After public outcry reached a crescendo, AOL apologized and took the data down. Of course, privacy advocates like the Electronic Privacy Information Center's Marc Rotenberg and the Electronic Frontier Foundation's Kurt Opsahl remain pissed off. Why? Because this is the Interweb, folks. Data never dies here. In fact, you can search the records yourself via DontDelete.com.
Once I visited Don't Delete, I couldn't leave. There's a button you can click to get the search terms from a random user, and every time I hit it, I got another gem. My favorite was user #4206444, obviously a college student trying to cheat quickly on his or her exams in order to get around to the more important things in life. Search phrases like "does social darwinism persist in social welfare policies and in the attitudes of the general public about social welfare" were followed by "free essays on adolescent depression and suicide risks" and "free essays on Charles Dickens Hard Times." In between these queries were hundreds for "sailor moon pictures," "pokemon pictures," "sonic x," and "selena pictures."
As blogger Thomas Claburn points out, there's a kind of poetry to some of the queries. He excerpts a dozen lines from the 8,200 queries made by user #23187425, all of which seem to be a sort of conversation this person was having with the search engine -- he or she never actually clicked on any links but just kept querying with plaintive phrases like "i have had trouble," "i want to change," and "i know who i am."
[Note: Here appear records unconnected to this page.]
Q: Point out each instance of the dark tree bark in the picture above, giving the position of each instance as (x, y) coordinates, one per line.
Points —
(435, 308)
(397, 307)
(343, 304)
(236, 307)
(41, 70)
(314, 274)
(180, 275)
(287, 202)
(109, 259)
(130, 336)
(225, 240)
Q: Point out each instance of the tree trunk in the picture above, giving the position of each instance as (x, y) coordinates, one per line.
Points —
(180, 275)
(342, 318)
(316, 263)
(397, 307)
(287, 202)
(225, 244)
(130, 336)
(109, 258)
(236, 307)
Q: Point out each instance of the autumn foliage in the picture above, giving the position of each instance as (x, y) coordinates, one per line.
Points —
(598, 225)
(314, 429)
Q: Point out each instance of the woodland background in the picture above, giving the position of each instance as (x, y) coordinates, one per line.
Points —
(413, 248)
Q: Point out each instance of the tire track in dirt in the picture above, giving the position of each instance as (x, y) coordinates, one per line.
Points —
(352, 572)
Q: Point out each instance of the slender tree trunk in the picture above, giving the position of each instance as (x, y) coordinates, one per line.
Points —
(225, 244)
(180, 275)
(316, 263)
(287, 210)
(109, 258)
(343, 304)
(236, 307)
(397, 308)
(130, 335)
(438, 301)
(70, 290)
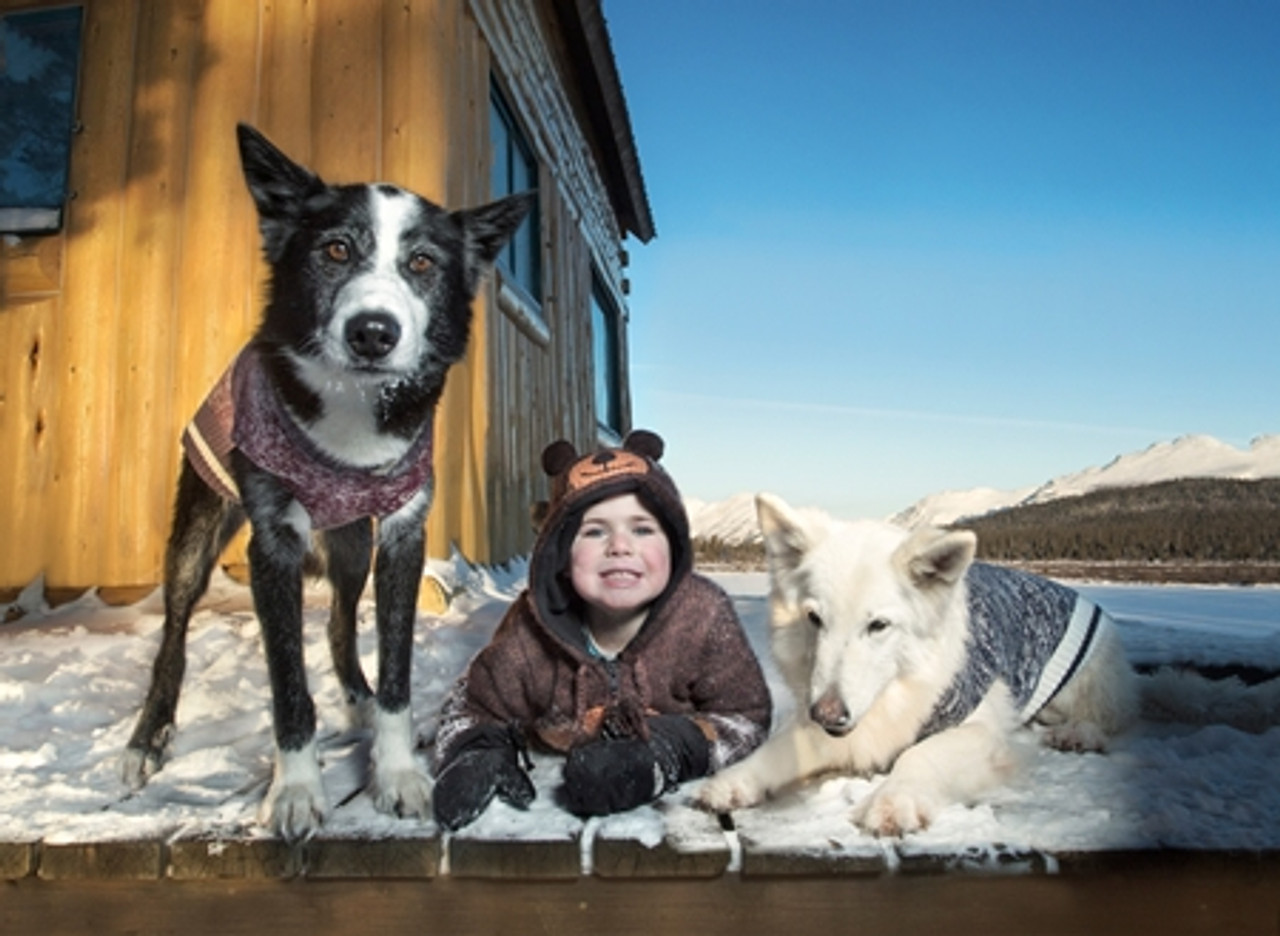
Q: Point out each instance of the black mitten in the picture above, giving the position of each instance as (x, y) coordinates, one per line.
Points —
(613, 775)
(483, 766)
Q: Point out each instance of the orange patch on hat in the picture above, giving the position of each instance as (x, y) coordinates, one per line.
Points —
(603, 466)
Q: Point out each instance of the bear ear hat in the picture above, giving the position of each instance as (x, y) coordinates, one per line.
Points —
(641, 442)
(558, 456)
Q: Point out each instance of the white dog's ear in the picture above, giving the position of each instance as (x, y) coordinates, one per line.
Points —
(786, 538)
(937, 557)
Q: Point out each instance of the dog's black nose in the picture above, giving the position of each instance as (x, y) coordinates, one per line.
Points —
(830, 713)
(373, 336)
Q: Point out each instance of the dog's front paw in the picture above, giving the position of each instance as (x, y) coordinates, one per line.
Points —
(295, 806)
(896, 809)
(293, 812)
(730, 789)
(405, 793)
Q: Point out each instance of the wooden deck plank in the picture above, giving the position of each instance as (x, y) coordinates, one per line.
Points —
(1192, 895)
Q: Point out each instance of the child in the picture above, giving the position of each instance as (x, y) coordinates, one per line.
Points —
(617, 654)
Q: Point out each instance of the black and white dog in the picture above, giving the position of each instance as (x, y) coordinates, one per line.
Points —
(321, 425)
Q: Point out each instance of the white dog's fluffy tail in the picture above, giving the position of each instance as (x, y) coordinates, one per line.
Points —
(1171, 694)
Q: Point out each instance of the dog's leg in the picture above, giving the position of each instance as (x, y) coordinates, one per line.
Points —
(400, 784)
(348, 551)
(202, 525)
(295, 803)
(1098, 703)
(794, 753)
(954, 766)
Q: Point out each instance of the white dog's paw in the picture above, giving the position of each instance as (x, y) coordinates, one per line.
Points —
(730, 789)
(295, 806)
(406, 793)
(293, 811)
(894, 809)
I'm torn. I love having access to this data, both for its touching human qualities and for the kinds of anthropological information it could yield. But as someone who believes strongly in digital privacy, I simply can't sanction what AOL did. It would be different if I had faith that discovering all those porn searches would somehow inspire people to accept that sexual curiosity is normal. And it would be different if I thought that law enforcement would consider that the people searching for "Islamic militant web forums" might simply be trying to understand the world. But I don't. This data will be used to "prove" that the Internet is crawling with child pornographers and terrorists.
Someday AOL's information should be put into the public domain for anthropologists and cultural researchers of the future. That future, however, is probably decades if not a century away. The data is too close to us now -- too easily weaponized. Nevertheless, I hold out hope that one day our search queries will illuminate us and provide for another generation a digital outline of our daily desires.